The interim report of the Royal Commission into the Australian banking sector was released last week and is evidence of long-term corporate bullying. What it also tells us is that we do have a system whereby even the most powerful companies can be brought to account for unfair practices.
While Llew O’Brien’s call for a Royal Commission into Supermarkets was made based on evidence of the underhanded tactics that Coles and Woolworths have used against the proposed 10 cent/litre Drought Levy, rumours of bullying have been around for a number of years. It doesn’t take a genius to guess that threats to reduce shelf space of branded product if private label contracts are not met, is being applied across the board.

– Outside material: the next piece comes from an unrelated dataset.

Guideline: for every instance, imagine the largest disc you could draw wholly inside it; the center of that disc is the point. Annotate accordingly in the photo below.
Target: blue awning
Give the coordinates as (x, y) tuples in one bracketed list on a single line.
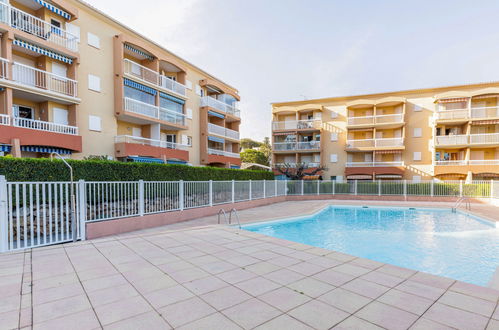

In Australia, we have only a handful of dairy processors, all of whom rely on contracts with the big supermarket chains to remain profitable. We don’t expect the processors not to make money; they are a business as are the dairy farmers that supply to them. It is a case of ensuring everyone can have a sustainable future.
Though dairy is the only industry which has had a cap placed on its retail price for the last 7 years, it would be a surprise if other suppliers, in particular, those whose products have a finite shelf life, are not forced into unfair contractual agreements.
Now, we can only hope that firstly, the Royal Commission is approved by parliament and secondly, that all suppliers – be it meat, eggs, fruit and vegetables, dairy and even packaged goods come forward. Only with strong evidence across all sectors will the supermarkets be made accountable.
It has been over a week since O’Brien called for the Commission and as yet, nothing has come to fruition. We urge the public to push their local members – federal and state to get it enacted so we can stop the supermarkets dictating the supply chain.